During the early 1990s, there were some attempts to innovate the genre further. Quest for Glory incorporated role-playing mechanics into a point-and-click adventure game. Betrayal at Krondor, based on author Raymond Feist’s Midkemia setting, featured a turn-based, semi-tactical system coupled with pre-determined characters and a skill-based experience system. Legends of Valour was the first sandbox style role-playing game without a non-linear plot line and would later be named as one of the primary influences of the Elder Scroll’s series.
All of the above games were criticized as role-playing games in the West upon release. Notable problems included a poor user interface, unusual gameplay mechanics, bad graphics or lack of depth found in most other CRPGs at the time. Essentially, they deviated too much from the winning formula. Even Quest for Glory was considered more of an adventure-game than a true RPG and much like Times of Lore, was relegated to “novice-level” status rather quickly.
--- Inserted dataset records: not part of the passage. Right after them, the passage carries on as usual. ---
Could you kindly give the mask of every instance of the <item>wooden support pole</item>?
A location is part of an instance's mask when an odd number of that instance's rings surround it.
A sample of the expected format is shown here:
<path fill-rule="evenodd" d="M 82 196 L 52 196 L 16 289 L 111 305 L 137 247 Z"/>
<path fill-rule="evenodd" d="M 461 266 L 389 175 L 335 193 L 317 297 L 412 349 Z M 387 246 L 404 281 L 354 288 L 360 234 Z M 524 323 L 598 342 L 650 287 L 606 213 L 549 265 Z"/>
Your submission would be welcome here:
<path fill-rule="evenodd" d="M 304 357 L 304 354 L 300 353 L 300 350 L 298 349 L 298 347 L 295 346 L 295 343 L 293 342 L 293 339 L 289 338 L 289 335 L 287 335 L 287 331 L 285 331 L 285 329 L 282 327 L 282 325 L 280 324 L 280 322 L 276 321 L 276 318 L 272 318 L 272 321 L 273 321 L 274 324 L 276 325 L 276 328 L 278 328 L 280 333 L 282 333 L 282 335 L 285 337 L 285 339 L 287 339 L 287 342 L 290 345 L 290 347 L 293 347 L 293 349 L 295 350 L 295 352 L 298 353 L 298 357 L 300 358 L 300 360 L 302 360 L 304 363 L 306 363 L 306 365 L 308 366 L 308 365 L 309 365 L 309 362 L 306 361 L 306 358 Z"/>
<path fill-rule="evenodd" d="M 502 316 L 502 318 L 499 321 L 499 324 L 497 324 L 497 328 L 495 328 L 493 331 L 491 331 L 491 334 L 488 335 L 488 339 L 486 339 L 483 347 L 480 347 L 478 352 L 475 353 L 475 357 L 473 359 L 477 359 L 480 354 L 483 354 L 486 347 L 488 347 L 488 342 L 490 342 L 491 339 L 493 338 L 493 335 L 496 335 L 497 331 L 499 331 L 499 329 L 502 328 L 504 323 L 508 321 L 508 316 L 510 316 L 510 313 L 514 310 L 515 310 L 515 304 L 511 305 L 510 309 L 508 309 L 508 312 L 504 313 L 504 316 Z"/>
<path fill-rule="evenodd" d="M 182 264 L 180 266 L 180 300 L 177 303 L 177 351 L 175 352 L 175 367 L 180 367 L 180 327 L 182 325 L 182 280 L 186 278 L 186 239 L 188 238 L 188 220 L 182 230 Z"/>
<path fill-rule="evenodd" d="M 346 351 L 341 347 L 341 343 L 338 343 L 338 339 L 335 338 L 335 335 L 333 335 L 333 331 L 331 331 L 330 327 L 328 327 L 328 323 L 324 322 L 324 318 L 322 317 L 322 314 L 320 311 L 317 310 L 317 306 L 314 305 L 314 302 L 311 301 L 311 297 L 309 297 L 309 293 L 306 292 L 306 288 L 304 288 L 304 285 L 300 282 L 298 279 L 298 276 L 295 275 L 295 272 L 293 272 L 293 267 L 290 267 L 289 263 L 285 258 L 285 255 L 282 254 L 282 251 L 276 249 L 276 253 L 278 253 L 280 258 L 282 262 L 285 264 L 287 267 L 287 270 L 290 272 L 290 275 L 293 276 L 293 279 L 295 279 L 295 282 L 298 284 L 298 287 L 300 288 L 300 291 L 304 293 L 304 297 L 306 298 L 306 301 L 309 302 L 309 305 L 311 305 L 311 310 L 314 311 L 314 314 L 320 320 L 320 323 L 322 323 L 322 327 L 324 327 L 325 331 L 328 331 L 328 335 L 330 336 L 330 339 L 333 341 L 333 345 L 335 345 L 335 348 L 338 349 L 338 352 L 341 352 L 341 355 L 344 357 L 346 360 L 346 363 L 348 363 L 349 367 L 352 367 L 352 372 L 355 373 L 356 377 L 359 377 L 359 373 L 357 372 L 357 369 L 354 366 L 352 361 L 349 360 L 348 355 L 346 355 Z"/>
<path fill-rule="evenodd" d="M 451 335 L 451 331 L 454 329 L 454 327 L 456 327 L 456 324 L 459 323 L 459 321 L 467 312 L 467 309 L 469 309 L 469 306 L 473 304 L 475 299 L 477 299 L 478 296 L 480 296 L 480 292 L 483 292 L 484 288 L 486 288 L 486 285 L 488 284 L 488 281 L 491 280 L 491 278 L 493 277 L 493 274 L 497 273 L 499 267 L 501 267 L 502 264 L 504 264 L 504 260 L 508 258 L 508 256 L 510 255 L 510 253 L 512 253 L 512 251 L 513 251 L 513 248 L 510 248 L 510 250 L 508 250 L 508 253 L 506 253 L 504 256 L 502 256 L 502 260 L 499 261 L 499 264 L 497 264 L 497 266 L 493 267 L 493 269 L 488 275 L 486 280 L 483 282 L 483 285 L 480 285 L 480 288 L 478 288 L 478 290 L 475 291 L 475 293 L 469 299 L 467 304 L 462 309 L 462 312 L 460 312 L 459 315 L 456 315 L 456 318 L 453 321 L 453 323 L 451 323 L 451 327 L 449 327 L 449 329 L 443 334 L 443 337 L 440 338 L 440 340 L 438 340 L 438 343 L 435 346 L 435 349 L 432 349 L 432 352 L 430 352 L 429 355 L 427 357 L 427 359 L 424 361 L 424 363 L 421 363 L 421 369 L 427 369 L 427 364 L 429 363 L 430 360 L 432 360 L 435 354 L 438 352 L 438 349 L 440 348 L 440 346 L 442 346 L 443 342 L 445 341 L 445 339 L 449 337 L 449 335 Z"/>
This stagnation led to the major decline of the CRPG market. As reviewer Mark Walker put it, “During the now-infamous mid-nineties CRPG lull, the toughest dungeons were the bottomless pits of failed designs, and the fiercest beasts the deadly-dull CRPG releases.” Many issues stemmed from ballooning budgets for software development, longer development times, and heavy competition not only from other PC games, such as more fast-paced first-person-shooters and strategy titles. Tastes were also shifting to Japanese role-playing games, leaving many western RPGs with a shrinking audience. By 1997, Western RPGs were at their all time low.
This would change with a trio of games that would change the landscape once again, this time borrowing from less traditional sources. The first would be Blizzard’s Diablo, an action RPG that was heavily influenced by the roguelike Telengard from 1982. Eschewing the slower pace of a dungeon crawl, Diablo was quick and accessible, heavy on combat and action, and had a vibrant online community when it was released in 1996.
A year later, Interplay, with a new developer called Black Isle Studios, would release a game called Fallout. Based on a previous Interplay title called Wasteland, Fallout was set in a post-apocalyptic future ravaged by nuclear war. The game would feature an open, non-linear world, heavy emphasis on character interaction, turn-based tactical combat system, and distinct aesthetic presentation. All of this allowed Fallout to stand out and further revitalize the CRPG market with a fresh approach to the genre, both in terms of mechanics and presentation.